Project 01

Unleashing YouTube's Data: Harvesting and Warehousing with SQL, MongoDB, and Streamlit

Project Description:

Discover and analyze YouTube channel data effortlessly with our Streamlit application. Harvest, store, and query data from multiple channels using Google API, MongoDB, and SQL database integration.

Domain:

Social Media

Technologies:

  • Python
  • SQL
  • MongoDB
  • Streamlit
  • YouTube API
  • Jupyter notebook

Problem Statement:

The problem statement is to create a Streamlit application that allows users to access and analyze data from multiple YouTube channels.
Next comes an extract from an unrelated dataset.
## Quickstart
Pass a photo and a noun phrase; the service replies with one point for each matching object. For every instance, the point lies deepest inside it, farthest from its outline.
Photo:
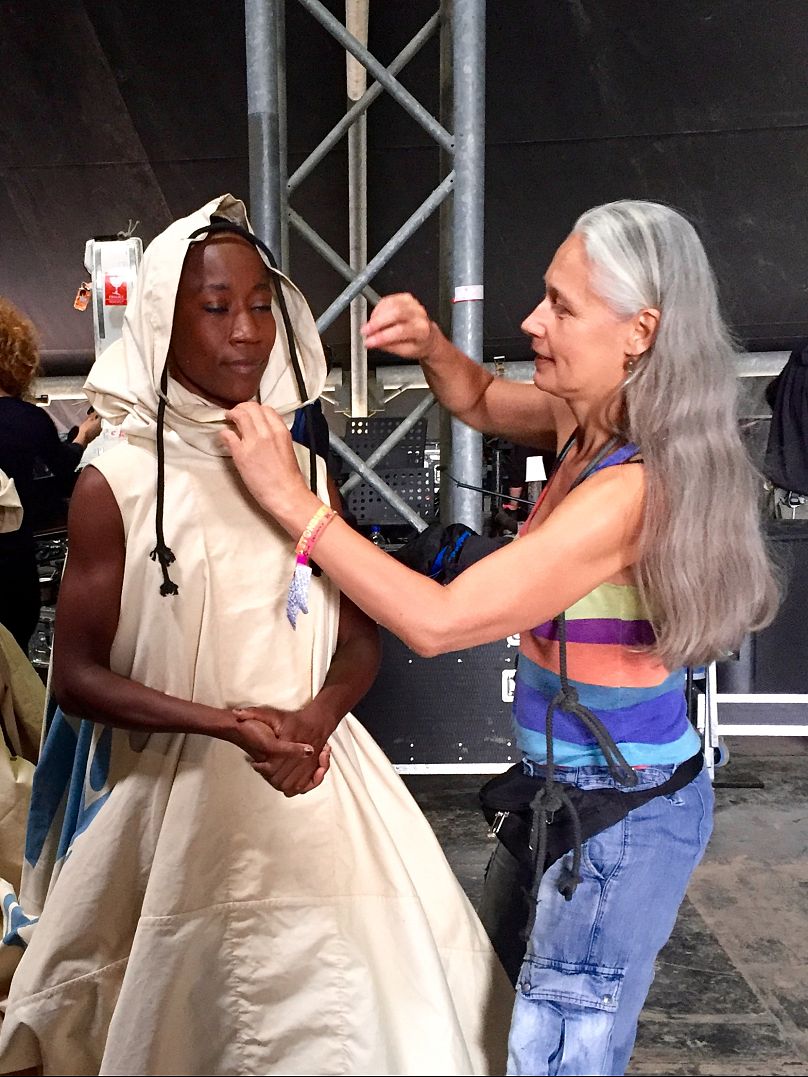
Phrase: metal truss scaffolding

The application should have the following features.

1. Ability to input a YouTube channel ID and retrieve all the relevant data (Channel name, subscribers, total video count, playlist ID, video ID, likes, dislikes, comments of each video) using Google API.

2. Option to store the data in a MongoDB database as a data lake.

3. Ability to collect data for up to 10 different YouTube channels and store them in the data lake by clicking a button.

4. Option to select a channel name and migrate its data from the data lake to a SQL database as tables.

5. Ability to search and retrieve data from the SQL database using different search options, including joining tables to get channel details.

Results:

This project aims to develop a user-friendly Streamlit application that utilizes the Google API to extract information on a YouTube channel, stores it in a MongoDB database, migrates it to a SQL data warehouse, and enables users to search for channel details and join tables to view data in the Streamlit app.